Why Start with Scenario 1?

  • Validates architecture before adding complexity
  • MCP is simpler - easier to debug and prove the system works
  • Faster iteration - mock tools are trivial to implement

Why Rule-Based Planner First?

  • No ML/LLM overhead - focuses on system design, not AI
  • Deterministic - easier to test and reason about
  • Extensible - can replace with LLM-based planner later

Why Pydantic?

  • Type safety - catches data shape errors early
  • Serialization - easy to log and trace
  • Validation - schema contracts enforced

🔍 Key Differentiators

This is not just another agent framework because:

  1. Evaluates failures, not just success - Most frameworks ignore degradation
  2. Protocol comparison - Systematic comparison across communication models
  3. Production constraints - Focuses on latency, coordination, observability
  4. Systems thinking - Treats agents as a distributed systems problem
  5. Actionable insights - Decision framework: Use MCP when X, A2A when Y

📚 Documentation


🛠️ Contributing

Current focus: Scenario-driven development

  1. Implement Scenario 1 end-to-end ✅
  2. Add failure injection to Scenario 1
  3. Implement Scenario 2 (A2A)
  4. Compare across scenarios

📝 License

Open source - educational and research purposes.


🎓 Questions This Project Answers

  1. When should MCP be used vs A2A vs Distributed?

    • MCP: Simple, fast (0.06ms), low overhead, fails linearly
    • A2A: Flexible, moderate latency (0.02ms), agent composition
    • Distributed: Complex, highest latency (0.37ms), graceful degradation
  2. What breaks first in each model?

    • MCP/A2A: Single point failure stops everything
    • Distributed: 2 of 3 agents can fail, system continues
  3. How does failure propagate differently?
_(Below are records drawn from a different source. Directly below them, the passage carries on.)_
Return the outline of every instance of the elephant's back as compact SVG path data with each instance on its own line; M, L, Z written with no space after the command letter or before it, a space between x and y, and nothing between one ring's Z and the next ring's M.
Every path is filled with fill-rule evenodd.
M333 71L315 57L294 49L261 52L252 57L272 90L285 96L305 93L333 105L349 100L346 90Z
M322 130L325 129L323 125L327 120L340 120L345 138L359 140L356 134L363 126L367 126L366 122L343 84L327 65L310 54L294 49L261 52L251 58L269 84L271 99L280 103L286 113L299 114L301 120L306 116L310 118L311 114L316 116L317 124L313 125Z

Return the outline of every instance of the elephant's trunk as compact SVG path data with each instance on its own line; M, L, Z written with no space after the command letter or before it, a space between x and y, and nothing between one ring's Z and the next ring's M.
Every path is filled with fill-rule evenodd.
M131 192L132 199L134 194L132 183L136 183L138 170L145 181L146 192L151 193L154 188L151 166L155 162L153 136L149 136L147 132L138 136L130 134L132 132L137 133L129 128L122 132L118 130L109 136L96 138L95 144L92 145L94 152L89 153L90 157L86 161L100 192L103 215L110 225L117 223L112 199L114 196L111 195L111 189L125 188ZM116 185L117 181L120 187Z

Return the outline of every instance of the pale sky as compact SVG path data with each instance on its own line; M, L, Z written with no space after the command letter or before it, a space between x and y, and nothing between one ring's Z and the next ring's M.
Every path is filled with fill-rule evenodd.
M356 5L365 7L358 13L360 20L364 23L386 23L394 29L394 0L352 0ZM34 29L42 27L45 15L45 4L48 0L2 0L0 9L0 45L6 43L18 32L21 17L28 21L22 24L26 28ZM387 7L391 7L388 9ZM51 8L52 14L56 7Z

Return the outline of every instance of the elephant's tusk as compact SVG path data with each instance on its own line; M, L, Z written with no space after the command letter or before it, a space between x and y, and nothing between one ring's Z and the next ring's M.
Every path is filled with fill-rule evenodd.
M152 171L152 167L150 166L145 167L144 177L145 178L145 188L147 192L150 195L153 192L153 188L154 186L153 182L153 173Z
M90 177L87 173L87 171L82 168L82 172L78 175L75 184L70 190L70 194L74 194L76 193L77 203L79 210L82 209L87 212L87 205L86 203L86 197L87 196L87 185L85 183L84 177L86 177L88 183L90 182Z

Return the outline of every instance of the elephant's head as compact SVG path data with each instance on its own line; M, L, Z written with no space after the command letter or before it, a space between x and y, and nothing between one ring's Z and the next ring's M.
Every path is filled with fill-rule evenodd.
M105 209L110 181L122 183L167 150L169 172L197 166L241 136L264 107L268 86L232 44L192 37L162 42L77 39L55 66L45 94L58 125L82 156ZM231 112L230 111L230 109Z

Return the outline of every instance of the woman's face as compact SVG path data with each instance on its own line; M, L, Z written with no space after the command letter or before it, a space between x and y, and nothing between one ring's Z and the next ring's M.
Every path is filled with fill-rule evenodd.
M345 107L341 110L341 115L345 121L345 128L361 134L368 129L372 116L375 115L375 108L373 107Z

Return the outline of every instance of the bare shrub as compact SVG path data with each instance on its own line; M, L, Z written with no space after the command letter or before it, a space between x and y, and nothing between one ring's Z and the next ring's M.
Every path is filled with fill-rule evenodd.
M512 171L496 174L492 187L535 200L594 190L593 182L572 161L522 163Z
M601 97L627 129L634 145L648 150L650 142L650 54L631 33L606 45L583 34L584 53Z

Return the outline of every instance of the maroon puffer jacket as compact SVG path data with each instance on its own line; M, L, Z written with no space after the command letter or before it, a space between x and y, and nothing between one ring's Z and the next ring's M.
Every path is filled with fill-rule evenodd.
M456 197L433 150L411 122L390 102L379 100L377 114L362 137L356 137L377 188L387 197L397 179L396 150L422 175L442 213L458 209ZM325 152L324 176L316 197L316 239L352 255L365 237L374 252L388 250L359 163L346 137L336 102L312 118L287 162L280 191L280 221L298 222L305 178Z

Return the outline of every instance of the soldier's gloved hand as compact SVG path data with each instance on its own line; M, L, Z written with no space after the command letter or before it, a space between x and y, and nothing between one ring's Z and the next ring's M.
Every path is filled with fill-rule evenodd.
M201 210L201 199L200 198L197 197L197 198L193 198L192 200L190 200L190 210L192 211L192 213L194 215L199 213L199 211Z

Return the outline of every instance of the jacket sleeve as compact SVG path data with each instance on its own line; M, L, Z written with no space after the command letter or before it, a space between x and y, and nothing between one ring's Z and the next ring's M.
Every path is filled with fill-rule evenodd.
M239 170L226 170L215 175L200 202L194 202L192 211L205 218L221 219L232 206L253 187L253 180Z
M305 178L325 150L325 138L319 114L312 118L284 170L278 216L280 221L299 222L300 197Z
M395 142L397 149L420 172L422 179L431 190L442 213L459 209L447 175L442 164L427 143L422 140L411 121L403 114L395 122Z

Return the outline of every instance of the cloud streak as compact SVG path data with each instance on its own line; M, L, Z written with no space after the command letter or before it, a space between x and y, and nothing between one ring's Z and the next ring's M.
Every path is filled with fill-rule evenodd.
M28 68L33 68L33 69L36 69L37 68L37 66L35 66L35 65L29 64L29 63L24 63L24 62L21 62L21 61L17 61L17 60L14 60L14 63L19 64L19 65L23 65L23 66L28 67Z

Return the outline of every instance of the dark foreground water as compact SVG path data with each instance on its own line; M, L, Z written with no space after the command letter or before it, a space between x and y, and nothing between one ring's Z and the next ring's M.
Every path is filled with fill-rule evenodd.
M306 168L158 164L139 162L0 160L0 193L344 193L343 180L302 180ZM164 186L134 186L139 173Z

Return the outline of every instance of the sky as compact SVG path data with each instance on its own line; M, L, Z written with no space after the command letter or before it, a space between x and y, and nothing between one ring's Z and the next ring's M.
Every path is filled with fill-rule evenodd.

    • MCP: Cascading (one tool failure = whole chain fails)
    • A2A: Cascading (one agent crash = orchestration fails)
    • Distributed: Isolated (failing agents tracked, others continue)
  4. Which approach is easier to debug?

    • MCP: Simplest (fewest hops, clear trace)
    • A2A: Moderate (agent registry complexity)
    • Distributed: Hardest (parallel execution, aggregation logic)
  5. What is the coordination cost?

    • MCP: 0ms (direct tool calls)
    • A2A: ~2x overhead from agent lookup + delegation
    • Distributed: ~6x overhead from parallel + aggregation
  6. How does latency affect each protocol?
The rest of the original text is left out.